Chronique n° 112 du 20 octobre 2025

Robert de Mûelenaere et Nadia Abbès ont animé la soirée des 40 ans de PROMÉTHÉA à Tour & Taxis (copyright : Bryan Nicola Maxwell) …

A quand un cadre légal et fiscal pour le mécénat culturel ?

La semaine passée, à Tour & Taxis, l’asbl PROMÉTHÉA (dont l’objectif est de promouvoir le mécénat d’entreprise pour la sphère culturelle et patrimoniale) a célébré en grand pompe ses 40 années d’existence. Le monde de la culture et celui de l’entreprise s’étaient donné rendez-vous à la Maison de la Poste. Tout le gratin était présent sauf qu’il y avait un grand absent : les autorités politiques (qui, pourtant, étaient bien invitées). Pas de David Clarinval ni de Vanessa Matz (pour l’Etat fédéral), pas d’Elisabeth Degryse (pour la Fédération Wallonie-Bruxelles), pas de Valérie Lescrenier (pour la Région wallonne) et pas d’Ans Persoons (pour la Région de Bruxelles-Capitale). Seuls quelques « cabinettards » avaient fait acte de présence pour représenter leurs ministres. Quel manque de respect pour tout le travail accompli par cette dynamique association depuis 4 décennies, particulièrement ces dernières années sous la houlette de son Président, Robert de Mûelenaere, et de sa Directrice Générale, Nadia Abbès (en partance) ! Cette attitude est, non seulement déplorable, mais aussi incompréhensible. Dans le contexte actuel des finances publiques, nos décideurs auraient tout intérêt à encourager le mécénat culturel et patrimonial…

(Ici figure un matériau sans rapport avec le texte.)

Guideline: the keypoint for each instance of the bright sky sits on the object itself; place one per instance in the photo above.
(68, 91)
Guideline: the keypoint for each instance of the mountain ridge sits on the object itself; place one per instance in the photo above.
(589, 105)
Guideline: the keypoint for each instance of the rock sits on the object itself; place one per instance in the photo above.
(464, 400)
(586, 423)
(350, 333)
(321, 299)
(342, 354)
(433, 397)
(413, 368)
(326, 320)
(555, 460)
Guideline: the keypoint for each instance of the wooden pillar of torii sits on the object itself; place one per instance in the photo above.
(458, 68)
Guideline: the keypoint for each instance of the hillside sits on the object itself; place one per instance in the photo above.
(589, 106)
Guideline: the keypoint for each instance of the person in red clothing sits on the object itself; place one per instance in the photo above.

Tous les spécialistes s’accordent à dire que PROMÉTHÉA est un outil novateur qui reste sans égal dans le monde culturel de notre pays. Dès qu’il s’agit de développer le mécénat privé pour soutenir les financements publics, l’association de l’Avenue de la Toison d’Or réagit au quart de tour. Citons pêle-mêle quelques réalisations majeures de notre « jeune quadra » : la première édition des Caïus en 1989, la création de collectifs pour le mécénat dont Bruocsella à Bruxelles, le lancement de la plateforme « Promethea for culture » en 2022… On peut également signaler différents partenariats, notamment avec le Quartier des Arts et la Loterie Nationale. A l’heure actuelle, l’asbl compte 140 membres représentatifs de toutes les tailles de société et de toutes les branches d’activité. Toutes ces entreprises œuvrent en faveur de l’accès du plus grand nombre au théâtre, à la musique, à l’opéra. Elles s’engagent aussi dans d’innombrables projets de restauration du patrimoine bruxellois ou wallon. Sans parler des aspects immatériels comme le patrimoine cinématographique ou le secteur des arts plastiques. Aujourd’hui, le mécénat n’est plus le fait du prince ; il ne s’agit plus d’un geste ponctuel ou occasionnel mais d’un engagement durable qui s’inscrit dans la Responsabilité Sociétale des Entreprises (RSE)…

Si les milieux culturels et les cénacles économiques ont parfaitement compris la nécessité du mécénat, ce n’est pas encore le cas du côté politique. A la différence des Pays-Bas, de l’Allemagne ou de la France, la Belgique ne dispose toujours pas de cadre légal et fiscal pour le mécénat. En France, par exemple, la loi Aillagon existe depuis 2003. Chez nous, on en est encore à utiliser des processus inappropriés. Et pourtant, selon les estimations de PROMÉTHÉA, la mise en place d’un dispositif attractif pourrait libérer annuellement jusqu’à 720 millions d’euros d’investissements culturels dans notre pays. En fait, quand on sait que chaque euro investi dans le mécénat devrait susciter entre 1,5 et 2,5 euros de retombées économiques, on se dit que l’inertie de nos pouvoirs publics est inexplicable. Par ailleurs, le développement du mécénat permettrait à nos autorités de réduire les dépenses publiques sans mettre en danger la politique culturelle. Cherchez l’erreur…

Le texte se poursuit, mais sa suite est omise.